Your source for art news from the AGO and beyond.

Presented by Signature Partner

I've Seen that Face Before

Andy Warhol had many well-known, influential friends. We’re taking a closer look at his time with one of the most legendary: Grace Jones.

Warhol Grace Jones stitched photograph

Andy Warhol. Grace Jones, 1986. 9 photographs, gelatin silver print on paper, 106.7 x 83.8 cm; frame: 131.5 x 107.3 x 2.3 cm. ARTIST ROOMS. Acquired jointly with the National Galleries of Scotland through The d'Offay Donation with assistance from the National Heritage Memorial Fund and the Art Fund 2008. © The Andy Warhol Foundation for the Visual Arts, Inc. / SOCAN (2021)

While Andy Warhol’s legacy is marked by his profound effect on Pop art, it is also defined by his epic social life and affinity for celebrity.
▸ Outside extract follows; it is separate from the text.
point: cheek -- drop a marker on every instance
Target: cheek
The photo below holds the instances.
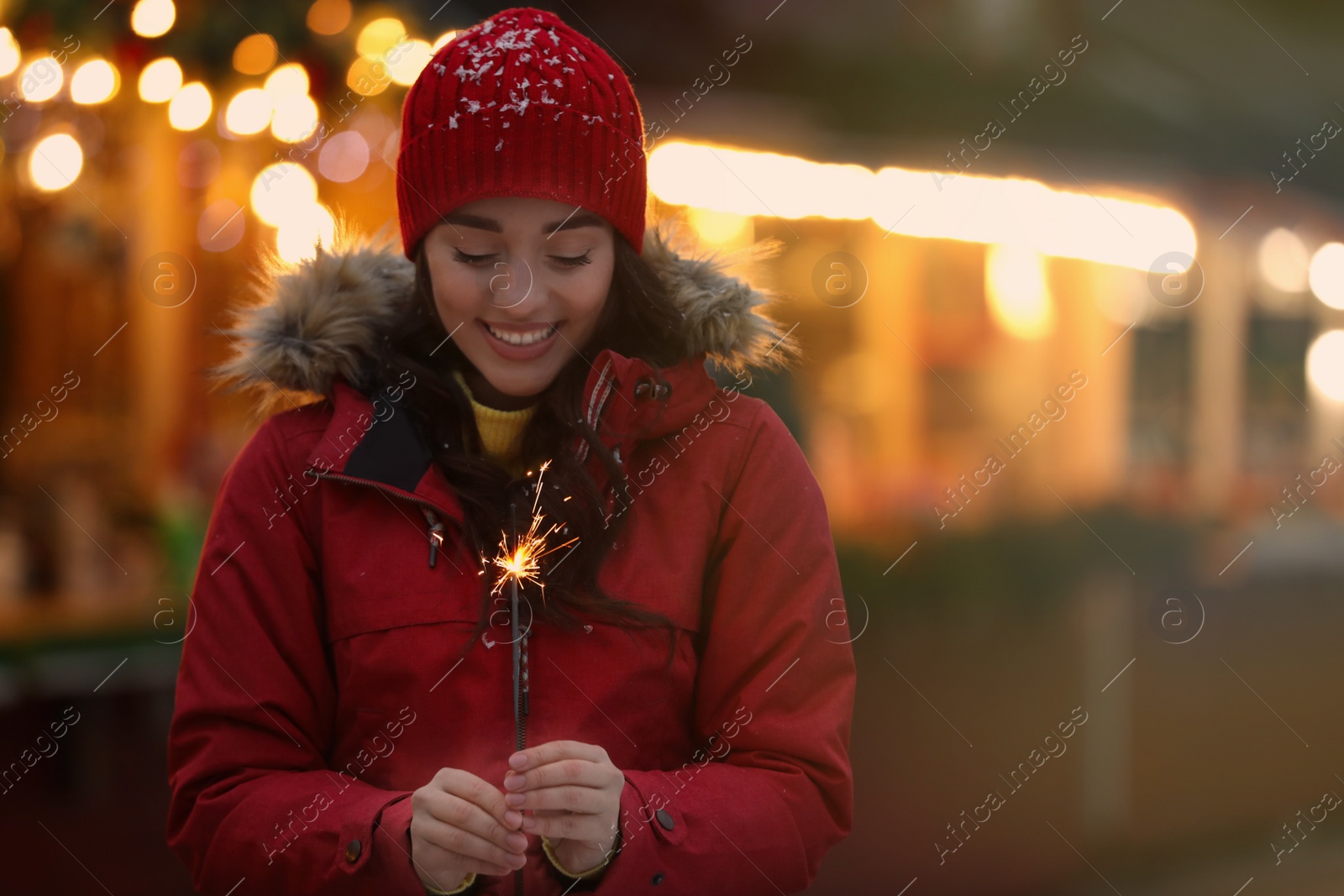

Warhol’s endless list of friends who were prominent artists, actors and musicians often doubled as a source for the sitters featured in his work. Famously, his time spent partying at Studio 54 and building culture and community at The Factory was instrumental in forming his relationships. One of Warhol’s closest friends and beloved muses during the 1970s and '80s was the iconic model, musician and grand personality, Grace Jones. A stitched photograph made by Warhol and an Interview Magazine cover – both depicting Jones – are featured in Andy Warhol, on view now at the AGO. 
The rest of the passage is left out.